E eu contesto a contestação deles. É preciso ter lata: a Policia Marítima está a fazer o seu trabalho e esses artistas, criminosos, vêm dizer que são uns anjinhos. Que a culpa foi do vento! Vão mas é...
"O vento!" Está certo. É assim mesmo. E assim, como "o vento" fica a costa de S. Miguel transformada num deserto.
Aqui têm a notícia, por completo, retirada do Açoriano Oriental de hoje, 24 de Março. Gosto particularmente da parte que eles dizem que a Polícia Marítima devia de "andar Kadhafi ou do Bin Laden". Mostra o sentido de humor do jornalista.
"Um grupo de pescadores de Rabo de Peixe e Água de Pau contestaram, ontem, uma acção de fiscalização da Polícia Marítima ao largo de Vila Franca do Campo, que acabou com a apreensão de cerca de quatro toneladas de pescado e a elaboração de vários autos de contra-ordenação.

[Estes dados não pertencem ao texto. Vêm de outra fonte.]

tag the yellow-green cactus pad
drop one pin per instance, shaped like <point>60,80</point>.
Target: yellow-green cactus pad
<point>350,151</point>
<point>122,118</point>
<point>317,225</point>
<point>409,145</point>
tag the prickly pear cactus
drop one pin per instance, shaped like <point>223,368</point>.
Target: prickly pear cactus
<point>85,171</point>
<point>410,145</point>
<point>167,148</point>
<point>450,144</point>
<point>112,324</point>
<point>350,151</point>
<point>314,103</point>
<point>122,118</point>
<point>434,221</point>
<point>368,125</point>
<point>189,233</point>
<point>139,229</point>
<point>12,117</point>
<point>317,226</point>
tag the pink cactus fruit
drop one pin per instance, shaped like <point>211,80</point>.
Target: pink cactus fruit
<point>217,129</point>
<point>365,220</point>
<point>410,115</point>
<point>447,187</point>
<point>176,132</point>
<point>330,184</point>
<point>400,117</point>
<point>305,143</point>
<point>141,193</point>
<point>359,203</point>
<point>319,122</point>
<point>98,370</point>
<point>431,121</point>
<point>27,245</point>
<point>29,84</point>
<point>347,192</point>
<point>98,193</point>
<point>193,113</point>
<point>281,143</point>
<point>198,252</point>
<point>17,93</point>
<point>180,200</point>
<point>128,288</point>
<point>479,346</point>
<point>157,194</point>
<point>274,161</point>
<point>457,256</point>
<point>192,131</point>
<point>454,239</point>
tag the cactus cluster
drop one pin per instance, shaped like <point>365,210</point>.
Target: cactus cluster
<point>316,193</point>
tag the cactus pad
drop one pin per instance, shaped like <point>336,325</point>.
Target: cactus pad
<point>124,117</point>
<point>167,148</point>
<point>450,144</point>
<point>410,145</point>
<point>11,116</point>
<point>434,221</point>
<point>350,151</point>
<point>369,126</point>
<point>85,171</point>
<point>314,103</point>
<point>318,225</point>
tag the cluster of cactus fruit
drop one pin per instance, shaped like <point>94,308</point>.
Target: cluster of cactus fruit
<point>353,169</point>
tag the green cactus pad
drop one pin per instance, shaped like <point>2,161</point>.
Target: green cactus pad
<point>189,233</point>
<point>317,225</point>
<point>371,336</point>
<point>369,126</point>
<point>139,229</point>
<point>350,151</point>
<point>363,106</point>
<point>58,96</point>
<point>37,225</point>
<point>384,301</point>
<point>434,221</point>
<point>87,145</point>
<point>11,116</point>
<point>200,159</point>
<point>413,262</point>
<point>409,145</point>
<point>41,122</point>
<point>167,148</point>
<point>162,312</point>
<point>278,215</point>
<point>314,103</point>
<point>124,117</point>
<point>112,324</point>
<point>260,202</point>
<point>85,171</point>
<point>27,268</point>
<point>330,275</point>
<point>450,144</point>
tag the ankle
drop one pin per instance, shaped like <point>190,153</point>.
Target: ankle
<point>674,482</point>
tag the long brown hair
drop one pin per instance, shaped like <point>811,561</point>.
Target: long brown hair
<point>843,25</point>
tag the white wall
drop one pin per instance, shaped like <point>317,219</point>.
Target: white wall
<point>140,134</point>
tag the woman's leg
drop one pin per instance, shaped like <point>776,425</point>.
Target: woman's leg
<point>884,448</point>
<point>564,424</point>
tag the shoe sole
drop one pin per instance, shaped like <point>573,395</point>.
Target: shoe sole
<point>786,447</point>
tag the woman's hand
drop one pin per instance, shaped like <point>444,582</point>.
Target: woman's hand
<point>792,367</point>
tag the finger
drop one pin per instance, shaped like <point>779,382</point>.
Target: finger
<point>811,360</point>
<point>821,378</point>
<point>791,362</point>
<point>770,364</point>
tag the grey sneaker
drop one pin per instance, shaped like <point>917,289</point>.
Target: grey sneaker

A Polícia Marítima numa acção de fiscalização de rotina conseguiu identificar sete embarcações que estavam a pescar “numa zona proibida” em Vila Franca do Campo, porque se encontravam numa área com profundidade entre 20 e 50 metros, e a lei obriga à realização desta arte de pesca a uma profundidade superior a 80 metros. Os pescadores alegam que “foram desviados para a costa” devido à força do vento, criticando a forma de actuar das autoridades.
“A polícia marítima é uma polícia de escritório. Não sabem como funciona a arte do mar. Estamos a trabalhar na costa sul, com vento de sudoeste e somos empurrados para a costa”, alega Emanuel Machado. O pescador justifica terem sido apanhados em situação ilegal “devido à força da corrente” e acrescenta que apenas conseguem apanhar chicharro em zonas com profundidade de 40 a 50 metros. A apreensão de quatro toneladas de peixe foi criticada pelos pescadores que viram o pescado ser vendido em lota, mas o dinheiro ficou retido à ordem da Polícia Marítima. “Não foi a polícia que trabalhou para apanhar aquele peixe”, sublinha Emanuel Machado. “O governo quer é pagar a crise com o nosso trabalho”, atira outro pescador, durante a manifestação realizada ontem às portas da Lotaçor e da Polícia Marítima.
No entanto, o comandante da Polícia Marítima salienta que o peixe foi apreendido como medida cautelar, porque a lei não permite que “o infractor beneficie da infracção”. O comandante Rodrigues Gonçalves explica que a autoridade marítima “apenas se limitou a cumprir a lei”. O Inspector Regional das Pescas, em declarações à Antena 1/Açores, também reconheceu que as autoridades apenas se limitaram a efectuar o seu trabalho de fiscalização.
Pescadores ainda vão ser multados As embarcações detectadas a pescar de forma ilegal ao largo de Vila Franca do Campo ficaram sem o pescado e ainda vão ser notificados no âmbito de um processo de contra-ordenação. Rodrigo Gonçalves, comandante da Polícia Marítima, indica que “foram levantados autos de contra-ordenação às várias embarcações”, existindo a partir de agora um processo que deverá culminar na aplicação de uma multa. “Ainda por cima vamos receber uma multa, porque eles não vão acreditar em nós. Colocamos as redes de pesca na distância permitida, mas foi a força do vento que levou as redes para o local proibido.
Não tenho culpa”, assume José Estrela. Os pescadores procuraram solicitar uma intervenção da Lotaçor para garantir que recebiam o dinheiro efectuado com a venda do pescado apreendido pela Polícia Marítima. No entanto, os pescadores foram informados que a Lotaçor não iria intervir neste processo, porque as competências de fiscalização pertencem à autoridade marítima.
Polícia Marítima recebeu pescadores com armas no porto de Vila Franca do Campo Os pescadores consideram que a “força” apresentada pela Polícia Marítima durante a acção de fiscalização foi excessiva.
“Se calhar deviam pensar que somos criminosos. Também deviam andar atrás do Kadhafi ou do Bin Laden. Estou na pesca há muitos anos e nunca vi polícias com armas em punho num porto de pesca”, conta Emanuel Machado. O comandante da polícia Marítima, Rodrigues Gonçalves, explicou que devido ao elevado número de embarcações e pescadores foi criado um perímetro de segurança no local, através da “exibição de força para ninguém pensar em outras ideias”, admitindo que já houve situações complicadas em outros portos dos Açores, devido ao elevado número de pescadores."